Spike's Bitches 40: Buckle Up, Kids! Daddy's Puttin' the Hammer Down.
[NAFDA] Spike-centric discussion. Lusty, lewd (only occasionally crude), risqué (and frisqué), bawdy (Oh, lawdy!), flirty ('cuz we're purty), raunchy talk inside. Caveat lector.
Yay for the intentional, healthy weight-losing!
Ack, Kristin, sorry about the wildlife encounter, and good luck dealing with the aftermath. That's...tough. So far we've been skunk-lucky, though opossums abound here. They're pretty stinky, but skunks have the first-place stinky award pretty well sewn up.
Yay for all the healthy Bitches!
My sister tells me that in the Topanga Canyon Banjo & Fiddle contest, my nephew placed 3rd in the advanced fiddle division, my niece placed 4th in the intermediate fiddle division, and the family band came in 2nd to a family that homeschools and travels around in an RV from Bluegrass event to Bluegrass event full-time. They're pleased.
I am dieting and working out and I AM losing weight. Happy to say I have lost 9 lbs so far--almost halfway to my goal!
When are you back on roller skates?
(I like to imagine you in sassy satin shorts swooping around the rink.)

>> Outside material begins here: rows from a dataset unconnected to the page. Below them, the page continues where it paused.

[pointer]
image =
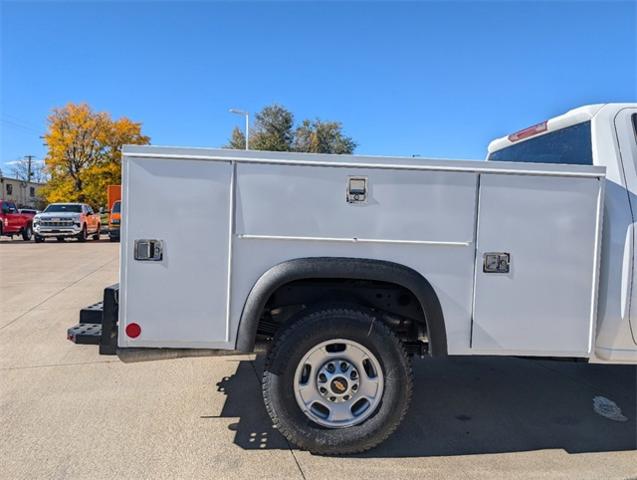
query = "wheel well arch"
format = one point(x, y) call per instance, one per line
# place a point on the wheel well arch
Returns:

I'm watching Clean House. The homeowner on this episode seems to have real psychological problems with stuff -- like, she doesn't want them to sell anything because she just can bear to let any of it out of her sight. Usually on this show, people have a ridiculous amount of stuff, but they can admit that and they want help with figuring out how to get rid of it. This woman is hugging a pillow of an old ratty couch because she "loves" it and doesn't want to sell it. It's really uncomfortable to watch.
You know, my mom was like that. Seriously. We spent the last ten years ferreting stuff out of the house when she wasn't looking, and if she didn't see it leave she never missed it.

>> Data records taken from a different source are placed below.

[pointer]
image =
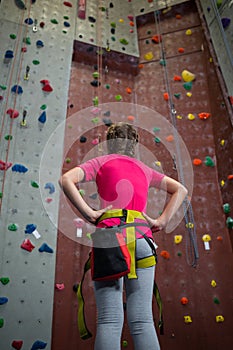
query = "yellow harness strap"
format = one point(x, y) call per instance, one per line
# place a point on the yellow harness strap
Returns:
point(130, 216)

DH's mom ran as an 18-year-old bride from the communists straight into Hitler's Germany, spent the war and gave birth to DH in a Displaced Persons Camp, emigrated to the US with a husband, a four-year-old, one suitcase, a wooden box of handmade cobbler's tools and no English. Her house has always been preternaturally neat and clean, almost Spartan in decoration and furniture alignment. But not static. And as soon as something new comes into the house, something old goes to a neighbor, a co-worker, or a charity.
I'd think because of her background she'd cling to possessions, but she emphatically does not. I guess giving things up voluntarily before they can be taken from her is her form of control.
When are you back on roller skates?
In the Fall, probably. Depends on money. I can't be both in a gym and pay the rink fees, and I really needed the weight-training and pilates classes and all that gym stuff.
Ay. I just got a work email. About some acronymic meeting I do not yet know about. For a project I have just started on and do not know anything about yet. Saying that they have these twice a month meetings, and to accomodate the five people in China/Taiwan/Australia they've been having TWO meetings, one at 8AM and one at 8PM. But since there's been some reoganization, and none of the [people wiht my job title] has attended the last two 8PM meetings, they are canceling those as a waste of resources, and everyone will hereafter be attending the 8AM ones. And China/Australia should just send notes ahead of time. And email if you don't have the meeting on your calendar.
And so I email, all "I don't have this on my calendar, cause I'm new. And also, is that FIVE AM PACIFIC? Do you, er...send out meeting minutes??"
Cause I know I"m three hours off of the headquarters, and I know I work from home and have even bloody offered to attend a 7AM PDT teleconference....but FIVE AM? Regularly? The fuck I will.
I'm watching Clean House. The homeowner on this episode seems to have real psychological problems with stuff -- like, she doesn't want them to sell anything because she just can bear to let any of it out of her sight. Usually on this show, people have a ridiculous amount of stuff, but they can admit that and they want help with figuring out how to get rid of it. This woman is hugging a pillow of an old ratty couch because she "loves" it and doesn't want to sell it. It's really uncomfortable to watch.
It's like the women on WNTW with long ratty hair that cry when the hairdresser suggests cutting it.
Wow. They painted and put wallpaper on some wooden dressers in this woman's daughter's room, and she's so upset about them being different than before that she can't even look at them.
My grandfather had trouble getting rid of stuff. We've got just boxes and boxes of things that he kept -- a bunch of broken Super-8 cameras that he meant to fix, a box of music box parts, and pretty much every letter he ever received, plus carbon copies of most of the ones he sent. And now that his father kept it for fifty years, my dad can't bring himself to get rid of any of it.
This woman burst into tears saying that it's all horrible and she wants it back the way it was. It really wasn't a great design given her preferences -- she likes old-fashioned and flowered stuff, and they gave her green walls and an orange sofa -- but still just really painful to watch. This woman needs something more than a decorating TV show.